Question: In the past, wasn't Syrian more interested in preserving its domination of Lebanon than in retrieving the Golan?

Zisser: 'Damascus is now facing a harsh reality after being expelled from Lebanon- both its economy and foreign policy have hit a dead end . The trend in Damascus may be that Bashar Assad needs to make a dramatic move -perhaps that dramatic move could be to retrieve the Golan Heights'.

Question: But in light of Syria's isolation and predicament that you've just described why is Assad so determined to strengthen his alliance with Iranian President Ahmadinejad who is viewed as a threat to the Arab regimes?

Zisser: 'Maybe Assad has no other options.Assad could consider following the example of Egyptian President Anwar Sadat's decision to break with the Soviet Union and turn to the U.S. back in the seventies. However, although Assad seeks a dialogue with Washington he is not ready to give anything in return when it comes to Lebanon and Iraq. No one is ready to accept Assad's approach so the Syrian leader has no alternative but to turn to Iran.

Question: But how could Assad expect to gain U.S. support for an Israeli- Syrian peace process if he permits Arab insurgents to infiltrate from Syria into Iraq where they kill and wound American soldiers?

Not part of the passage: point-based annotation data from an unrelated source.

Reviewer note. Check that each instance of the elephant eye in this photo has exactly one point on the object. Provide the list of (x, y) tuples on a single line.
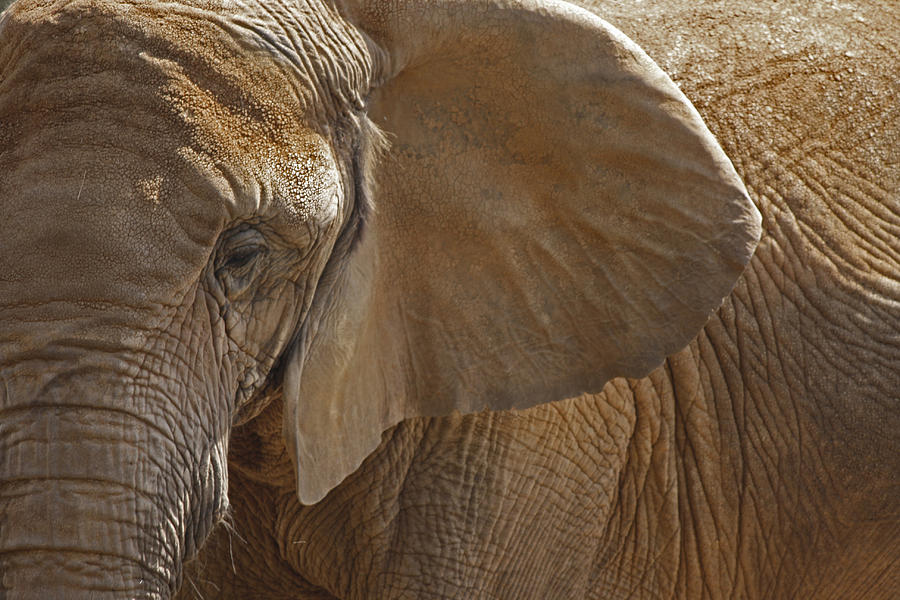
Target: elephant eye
[(239, 260)]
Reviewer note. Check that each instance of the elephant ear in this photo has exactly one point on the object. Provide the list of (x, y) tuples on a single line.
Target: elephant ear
[(552, 213)]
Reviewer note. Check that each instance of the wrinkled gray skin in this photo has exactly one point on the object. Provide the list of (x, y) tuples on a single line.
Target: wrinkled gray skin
[(761, 461)]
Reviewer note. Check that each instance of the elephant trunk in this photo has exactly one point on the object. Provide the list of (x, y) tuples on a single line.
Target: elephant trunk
[(98, 497)]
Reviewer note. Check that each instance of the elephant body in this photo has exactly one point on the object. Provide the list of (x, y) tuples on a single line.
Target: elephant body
[(322, 237), (759, 462)]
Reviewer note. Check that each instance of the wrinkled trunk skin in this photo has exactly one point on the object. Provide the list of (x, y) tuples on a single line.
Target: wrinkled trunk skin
[(97, 497)]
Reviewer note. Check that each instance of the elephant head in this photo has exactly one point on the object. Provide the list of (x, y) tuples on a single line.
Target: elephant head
[(375, 210)]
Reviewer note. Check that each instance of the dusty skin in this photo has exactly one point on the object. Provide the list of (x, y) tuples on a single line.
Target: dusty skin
[(245, 248)]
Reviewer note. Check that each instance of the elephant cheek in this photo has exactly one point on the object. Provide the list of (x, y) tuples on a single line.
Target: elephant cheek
[(101, 494)]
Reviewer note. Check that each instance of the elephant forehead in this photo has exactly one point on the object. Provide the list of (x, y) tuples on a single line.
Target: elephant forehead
[(130, 138), (214, 88)]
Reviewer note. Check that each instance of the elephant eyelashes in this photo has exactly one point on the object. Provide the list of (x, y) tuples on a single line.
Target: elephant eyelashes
[(239, 259)]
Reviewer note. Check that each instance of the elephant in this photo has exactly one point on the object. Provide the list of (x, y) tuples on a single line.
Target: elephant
[(346, 299)]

Zisser: 'President Bashar Assad has made some terrible mistakes in reading the Middle East situation. He has tried to show that he is not the puppet of the Bush administration and that the Americans will eventually be forced to speak with him. Assad is also hoping for a different American approach after a new administration takes office in Washington. However, Syria is paying a terrible price economically '.

Question: But when it comes to launching an attack on Israel, is the Syrian High command not concerned that it could lead to the toppling of the minority Alewite regime that rules Syria?

Zisser: 'Decision - making in Arab dictatorships is in the hands of one man - the president. This was so with Bashar's father Hafez Assad and Saddam Hussein in Iraq. After the Second Lebanon War maybe the Syrians think they can manage against Israel. Not that Syria can defeat Israel but maybe that Israel cannot defeat Syria like it couldn't defeat Hezbollah which was not nearly as strong as the Syrian army '.

Question: But are we not witnessing a new American grand design in the Middle East aimed at forming a coalition with Arab states to confront the greater threat of a nuclear armed Iran and therefore the Israeli - Syrian confrontation is merely a side - show compared to the main event?

Zisser: 'The U.S. has not done so well in the Middle East since George Bush took office. We have witnessed the results in Iraq, its failed attempt to introduce Palestinian democracy and who knows what will happen in Lebanon? Now we're seeing a new American policy but who knows what will happen in the future? I don't think this grand design will be any more successful than those in the past '.

Question: How do the Syrians view the new American $30 billion arms aid to Israel over the next ten years and the $20 billion in weapons to its Arab enemies?

Prof. Eyal Zisser

Professor Eyal Zisser is the Director of the Moshe Dayan Center for Middle Eastern and African Studies and the Head of the Department of Middle Eastern and African History, both at Tel Aviv University. Prof. Zisser wrote extensively on the history and the modern politics of Syria and Lebanon and the Arab-Israeli conflict.

Zisser: 'The Syrians are not happy about it but it's not a dramatic change. The U.S. has been giving Israel over $2 billion in military aid to Israel. As I said the Syrians are hoping that a new U.S. administration will adopt a new approach.

Question: Have Prime Minister Olmert's hands been tied when it comes to negotiating with Syria if the U.S. is opposed to such a move?

Zisser: 'Yes that's an accurate description - President Bush is against Israeli- Syrian negotiations. Moreover, I believe Olmert is also reluctant due to Israeli domestic needs'.

Question: In light of your analysis, is the Middle East is headed for a twilight zone in the coming weeks and months?

Zisser: 'Yes, not only in the coming weeks or months but for at least a year '.